WARNER ROBINS -- Nothing in the Air Force these days seems beyond reach of budget cuts, even the Junior Reserve Officer Training Corps.
Earlier this year, Air Force JROTC headquarters at Maxwell Air Force Base, Ala., sent out letters to all school systems with units that stated they could voluntarily disband.
Houston County school Superintendent Robin Hines said he responded to the letter that the JROTC programs in the system are strong, and he had no intention of disbanding any. Bibb County has two high schools with programs, and they also declined the offer.
However, Wilkinson County Superintendent Aaron Geter didnt rule it out, saying its something the school is looking at as it formulates next years budget. Twiggs County High School also has a program, but officials there did not respond to requests for information.
There doesnt appear to be any possibility of the units being disbanded involuntarily by the Air Force. Col. Chris Wheeler, director of JROTC, explained in an e-mail that units can be disbanded only if the Air Force and the school system agree.
The letter, he said, was meant to inform schools the Air Force will not object if they want to disband programs. Out of 861 units nationwide, including 17 overseas, as of Tuesday five had accepted the offer to disband.
Wheeler said there is no target for a number of closures, and no units will be involuntarily trimmed even if the number accepting the offer remains low.
The annual budget for JROTC is $60 million this year, and Wheeler expects it to be trimmed next year, but he isnt sure how much.
Despite budget concerns, the Air Force has no desire to close any program and will continue to support any program that the schools and communities desire to keep open, as long as they maintain standards, Wheeler wrote in the e-mail.

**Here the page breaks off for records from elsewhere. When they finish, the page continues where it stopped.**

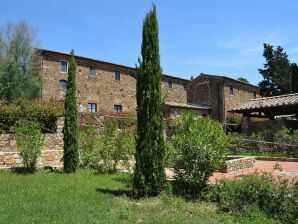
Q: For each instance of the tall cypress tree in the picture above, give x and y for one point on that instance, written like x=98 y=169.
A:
x=149 y=175
x=71 y=155
x=294 y=78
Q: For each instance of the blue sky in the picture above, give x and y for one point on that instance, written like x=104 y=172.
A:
x=215 y=37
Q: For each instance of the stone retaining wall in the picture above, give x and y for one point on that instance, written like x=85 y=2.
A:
x=52 y=151
x=238 y=164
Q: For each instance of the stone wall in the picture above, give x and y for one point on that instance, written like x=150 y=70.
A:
x=266 y=125
x=102 y=88
x=52 y=151
x=242 y=93
x=214 y=91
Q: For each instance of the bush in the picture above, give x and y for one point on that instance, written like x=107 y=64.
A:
x=236 y=141
x=260 y=137
x=295 y=137
x=88 y=147
x=283 y=136
x=115 y=146
x=45 y=113
x=29 y=140
x=200 y=145
x=278 y=199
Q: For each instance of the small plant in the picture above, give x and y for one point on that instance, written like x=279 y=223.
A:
x=236 y=141
x=115 y=146
x=88 y=147
x=259 y=137
x=277 y=198
x=29 y=140
x=277 y=166
x=200 y=145
x=233 y=118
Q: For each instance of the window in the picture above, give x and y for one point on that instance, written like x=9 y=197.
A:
x=117 y=108
x=117 y=75
x=92 y=107
x=63 y=66
x=255 y=94
x=63 y=85
x=231 y=90
x=92 y=71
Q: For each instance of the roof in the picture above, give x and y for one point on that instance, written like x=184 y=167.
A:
x=189 y=106
x=287 y=102
x=226 y=78
x=104 y=62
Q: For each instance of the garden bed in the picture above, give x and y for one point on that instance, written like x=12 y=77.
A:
x=236 y=163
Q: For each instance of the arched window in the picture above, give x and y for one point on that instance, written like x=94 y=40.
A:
x=63 y=85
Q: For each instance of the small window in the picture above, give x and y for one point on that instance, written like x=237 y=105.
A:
x=63 y=85
x=117 y=108
x=231 y=90
x=92 y=71
x=92 y=107
x=117 y=75
x=63 y=66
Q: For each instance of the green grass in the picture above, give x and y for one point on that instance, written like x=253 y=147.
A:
x=270 y=154
x=49 y=197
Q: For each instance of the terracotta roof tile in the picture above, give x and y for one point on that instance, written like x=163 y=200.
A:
x=283 y=100
x=184 y=105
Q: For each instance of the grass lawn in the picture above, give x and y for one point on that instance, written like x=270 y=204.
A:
x=49 y=197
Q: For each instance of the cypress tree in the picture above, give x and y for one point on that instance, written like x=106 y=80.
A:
x=71 y=156
x=149 y=175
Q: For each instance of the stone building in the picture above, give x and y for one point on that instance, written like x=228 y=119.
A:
x=220 y=93
x=111 y=88
x=105 y=87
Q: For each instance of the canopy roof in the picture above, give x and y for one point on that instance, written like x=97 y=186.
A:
x=270 y=106
x=189 y=106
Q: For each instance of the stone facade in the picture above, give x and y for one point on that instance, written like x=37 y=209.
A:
x=107 y=93
x=51 y=156
x=220 y=93
x=101 y=88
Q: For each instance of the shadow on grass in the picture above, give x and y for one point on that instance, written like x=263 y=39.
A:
x=24 y=171
x=117 y=193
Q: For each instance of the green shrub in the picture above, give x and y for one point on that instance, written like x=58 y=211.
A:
x=115 y=146
x=29 y=140
x=88 y=147
x=260 y=137
x=283 y=135
x=200 y=145
x=295 y=137
x=278 y=199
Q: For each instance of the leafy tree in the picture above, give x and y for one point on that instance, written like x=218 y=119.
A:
x=71 y=155
x=149 y=175
x=243 y=80
x=20 y=73
x=276 y=73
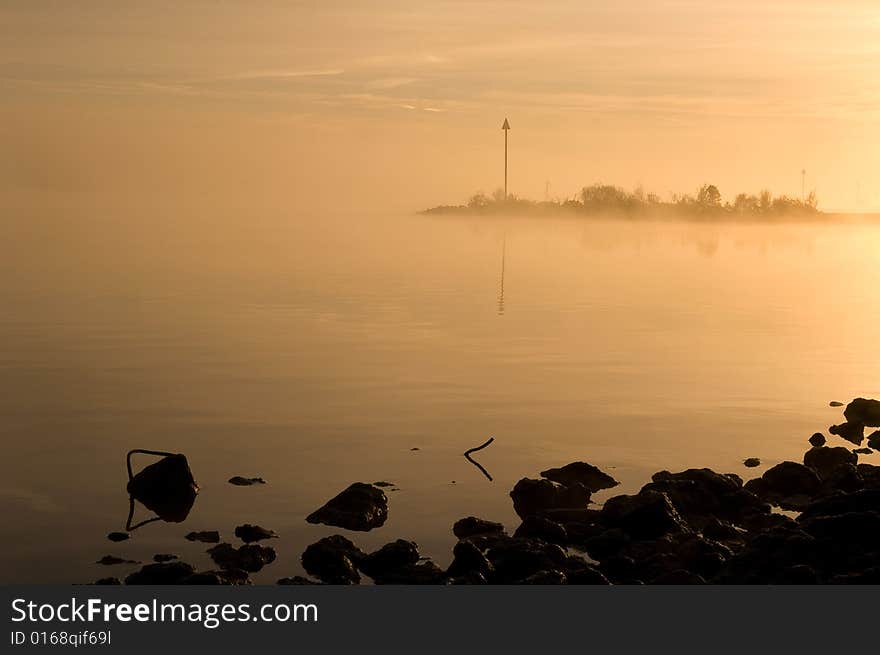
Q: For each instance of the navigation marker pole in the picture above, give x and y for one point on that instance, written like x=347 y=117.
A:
x=506 y=128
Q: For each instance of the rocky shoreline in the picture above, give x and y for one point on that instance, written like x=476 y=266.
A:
x=810 y=522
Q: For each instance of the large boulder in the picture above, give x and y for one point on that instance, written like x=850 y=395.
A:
x=852 y=432
x=864 y=411
x=161 y=574
x=824 y=460
x=538 y=496
x=333 y=560
x=588 y=475
x=788 y=484
x=249 y=557
x=647 y=515
x=360 y=507
x=166 y=487
x=471 y=525
x=395 y=555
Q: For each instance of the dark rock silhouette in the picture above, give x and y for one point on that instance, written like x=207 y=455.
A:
x=852 y=432
x=534 y=497
x=863 y=411
x=252 y=533
x=824 y=460
x=250 y=557
x=360 y=507
x=471 y=525
x=205 y=536
x=588 y=475
x=333 y=560
x=166 y=487
x=240 y=481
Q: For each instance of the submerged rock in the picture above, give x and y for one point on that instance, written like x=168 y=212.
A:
x=360 y=507
x=646 y=515
x=471 y=525
x=588 y=475
x=863 y=411
x=250 y=557
x=788 y=484
x=166 y=487
x=205 y=536
x=161 y=574
x=251 y=533
x=391 y=556
x=824 y=460
x=110 y=560
x=333 y=560
x=534 y=497
x=240 y=481
x=296 y=580
x=852 y=432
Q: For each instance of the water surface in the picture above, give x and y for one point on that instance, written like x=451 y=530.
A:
x=316 y=350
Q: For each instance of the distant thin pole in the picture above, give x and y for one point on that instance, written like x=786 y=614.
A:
x=505 y=164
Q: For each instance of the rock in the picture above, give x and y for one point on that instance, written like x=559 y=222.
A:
x=516 y=559
x=110 y=560
x=541 y=528
x=588 y=475
x=852 y=432
x=824 y=460
x=391 y=556
x=240 y=481
x=867 y=500
x=333 y=560
x=250 y=557
x=296 y=580
x=534 y=497
x=551 y=577
x=471 y=525
x=701 y=496
x=469 y=560
x=421 y=573
x=678 y=577
x=360 y=507
x=212 y=578
x=205 y=536
x=251 y=533
x=646 y=515
x=166 y=487
x=788 y=484
x=863 y=411
x=161 y=574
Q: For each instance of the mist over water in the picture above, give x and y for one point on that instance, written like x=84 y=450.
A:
x=317 y=349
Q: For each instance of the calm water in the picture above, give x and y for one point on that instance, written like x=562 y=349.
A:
x=317 y=350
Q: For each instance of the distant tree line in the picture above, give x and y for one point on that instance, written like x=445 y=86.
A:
x=607 y=199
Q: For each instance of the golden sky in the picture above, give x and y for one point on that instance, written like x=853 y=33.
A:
x=401 y=101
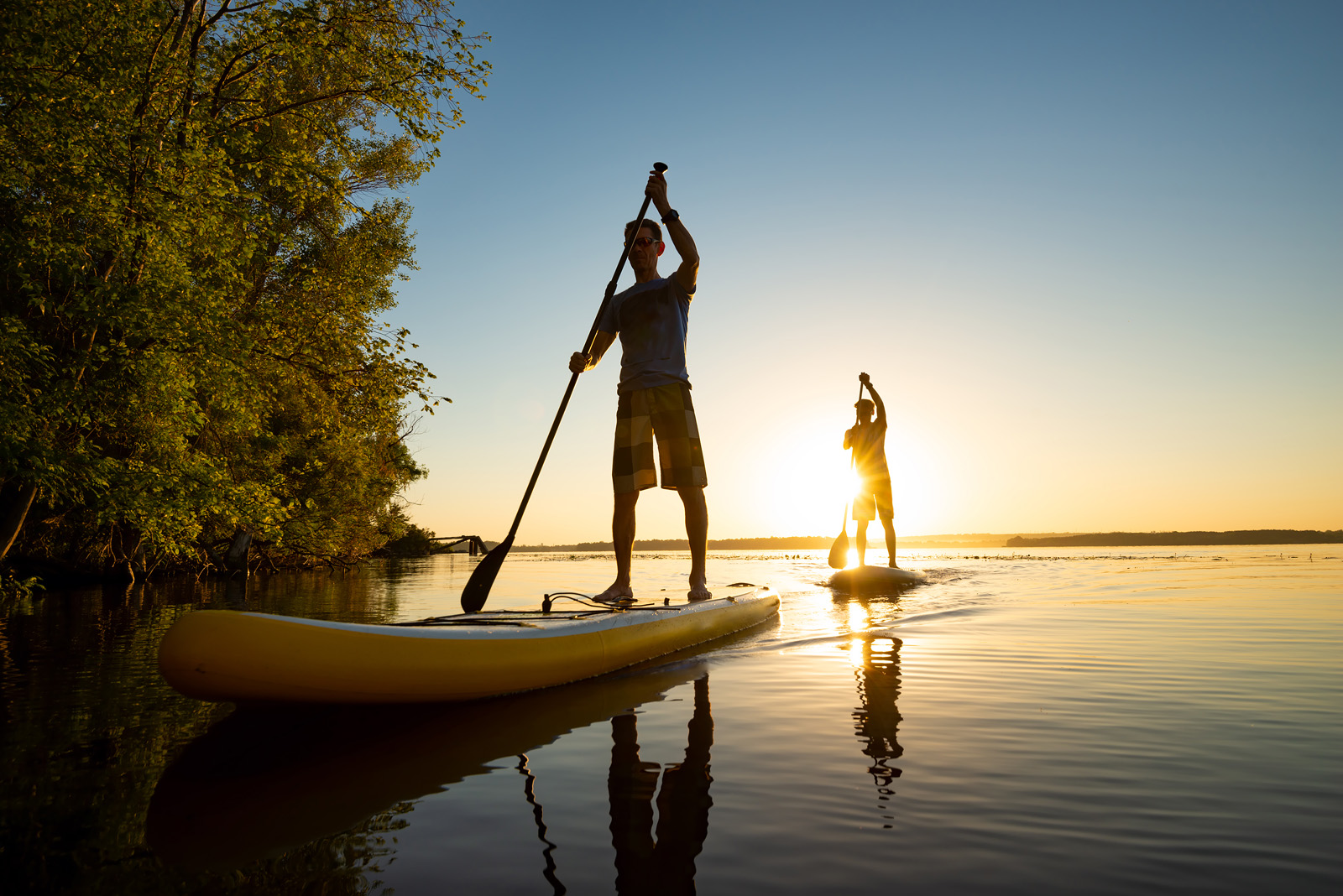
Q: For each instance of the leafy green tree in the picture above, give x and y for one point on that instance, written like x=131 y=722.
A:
x=198 y=247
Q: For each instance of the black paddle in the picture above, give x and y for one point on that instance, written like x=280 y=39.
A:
x=483 y=577
x=839 y=549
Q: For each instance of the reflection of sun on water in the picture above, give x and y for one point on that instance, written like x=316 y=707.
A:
x=859 y=622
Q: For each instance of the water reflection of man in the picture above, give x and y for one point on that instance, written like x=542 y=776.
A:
x=877 y=721
x=664 y=866
x=868 y=440
x=651 y=318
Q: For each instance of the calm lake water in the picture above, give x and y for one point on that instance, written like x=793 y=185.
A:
x=1052 y=721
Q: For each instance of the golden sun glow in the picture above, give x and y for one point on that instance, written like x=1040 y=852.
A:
x=805 y=482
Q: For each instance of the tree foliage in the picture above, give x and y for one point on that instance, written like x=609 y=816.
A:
x=199 y=243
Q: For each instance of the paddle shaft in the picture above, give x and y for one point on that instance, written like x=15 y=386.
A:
x=844 y=524
x=588 y=346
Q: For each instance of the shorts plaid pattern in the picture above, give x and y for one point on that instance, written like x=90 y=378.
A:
x=873 y=497
x=665 y=414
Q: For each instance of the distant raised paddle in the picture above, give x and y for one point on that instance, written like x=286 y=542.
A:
x=839 y=550
x=483 y=577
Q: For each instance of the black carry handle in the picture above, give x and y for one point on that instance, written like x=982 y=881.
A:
x=483 y=577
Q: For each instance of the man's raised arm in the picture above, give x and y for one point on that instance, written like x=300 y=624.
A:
x=876 y=399
x=682 y=239
x=579 y=362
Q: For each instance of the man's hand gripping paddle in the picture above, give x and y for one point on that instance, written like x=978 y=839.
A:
x=839 y=550
x=483 y=577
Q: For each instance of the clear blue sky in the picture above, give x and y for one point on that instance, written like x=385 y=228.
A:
x=1092 y=255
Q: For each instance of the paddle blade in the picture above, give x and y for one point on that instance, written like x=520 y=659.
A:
x=483 y=577
x=839 y=551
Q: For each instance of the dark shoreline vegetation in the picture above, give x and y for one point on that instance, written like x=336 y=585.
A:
x=986 y=539
x=198 y=246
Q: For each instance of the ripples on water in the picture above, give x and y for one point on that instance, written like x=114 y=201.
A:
x=1054 y=721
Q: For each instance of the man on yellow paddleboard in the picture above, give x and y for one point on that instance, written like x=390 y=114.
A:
x=868 y=440
x=651 y=318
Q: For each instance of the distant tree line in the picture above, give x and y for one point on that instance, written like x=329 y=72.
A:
x=1135 y=539
x=196 y=246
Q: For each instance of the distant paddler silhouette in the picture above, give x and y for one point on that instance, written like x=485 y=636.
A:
x=868 y=440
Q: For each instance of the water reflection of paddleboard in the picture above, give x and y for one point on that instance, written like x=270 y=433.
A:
x=266 y=779
x=865 y=578
x=222 y=655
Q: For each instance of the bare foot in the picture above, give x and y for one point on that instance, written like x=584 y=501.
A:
x=615 y=595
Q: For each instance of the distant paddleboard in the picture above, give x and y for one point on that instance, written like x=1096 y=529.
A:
x=859 y=578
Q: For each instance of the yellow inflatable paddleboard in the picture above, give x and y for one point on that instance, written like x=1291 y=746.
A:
x=225 y=655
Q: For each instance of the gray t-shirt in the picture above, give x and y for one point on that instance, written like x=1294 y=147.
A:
x=651 y=320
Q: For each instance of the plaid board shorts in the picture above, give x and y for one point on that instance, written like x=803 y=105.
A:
x=873 y=497
x=665 y=414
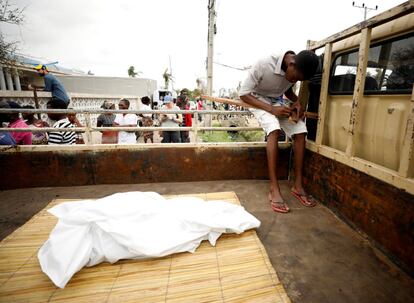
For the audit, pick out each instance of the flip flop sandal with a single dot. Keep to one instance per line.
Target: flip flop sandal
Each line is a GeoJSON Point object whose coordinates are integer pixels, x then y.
{"type": "Point", "coordinates": [305, 200]}
{"type": "Point", "coordinates": [279, 207]}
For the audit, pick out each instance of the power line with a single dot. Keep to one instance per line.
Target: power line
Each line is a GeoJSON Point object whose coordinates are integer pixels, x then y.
{"type": "Point", "coordinates": [233, 67]}
{"type": "Point", "coordinates": [366, 8]}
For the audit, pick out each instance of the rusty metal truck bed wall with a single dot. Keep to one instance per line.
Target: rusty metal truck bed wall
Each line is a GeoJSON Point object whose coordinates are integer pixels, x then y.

JROTC programs are costly, but supporters say they are worth it
Establishing and maintaining a JROTC program does not come easily or cheaply. After an extensive application process, the Air Force has to inspect the school before approving a new unit. Uniforms and equipment have to be purchased, but the primary cost is the hiring of two instructors -- one retired Air Force officer and one retired Air Force enlisted person. The schools pay for the instructional materials, and the school system and Air Force split the base pay of the instructors 50/50. The school systems can pay a supplement to the instructors.
Houston County has ROTC in each of its five high schools. The instructors total cost the school system about $350,000 per year.
ROTC is an elective course students take along with their regular studies. At Veterans High School, 126 students are taking ROTC this year, up from 95 last year. They do military-style physical training, though nothing extreme, while also studying leadership and aerospace science. On Mondays they wear uniforms. They also do weapons drills and have an honor guard.
Retired Air Force Lt. Col. Steve Atkins and retired Chief Master Sgt. Peggy Miller are the instructors at Veterans High. They said the program is good for teaching students discipline and important life skills, whether they enter the military or not.
A lot of kids come in because their parents want them to, because they know we teach discipline, said Atkins. And they usually do pretty well.
He said about 10 to 15 percent of ROTC students enter the military.
The Air Force came to Veterans High in December to inspect the program, and it ended up scoring in the top five percent of programs in the nation. Miller said it was an especially important achievement since the school is only two years old, and the unit is made up of a conglomeration of students who had previously been in units in the other high schools.
Really the students helped prepare for that inspection, and they did a phenomenal job, Miller said. Being in the top five percent proved they could come together as a team.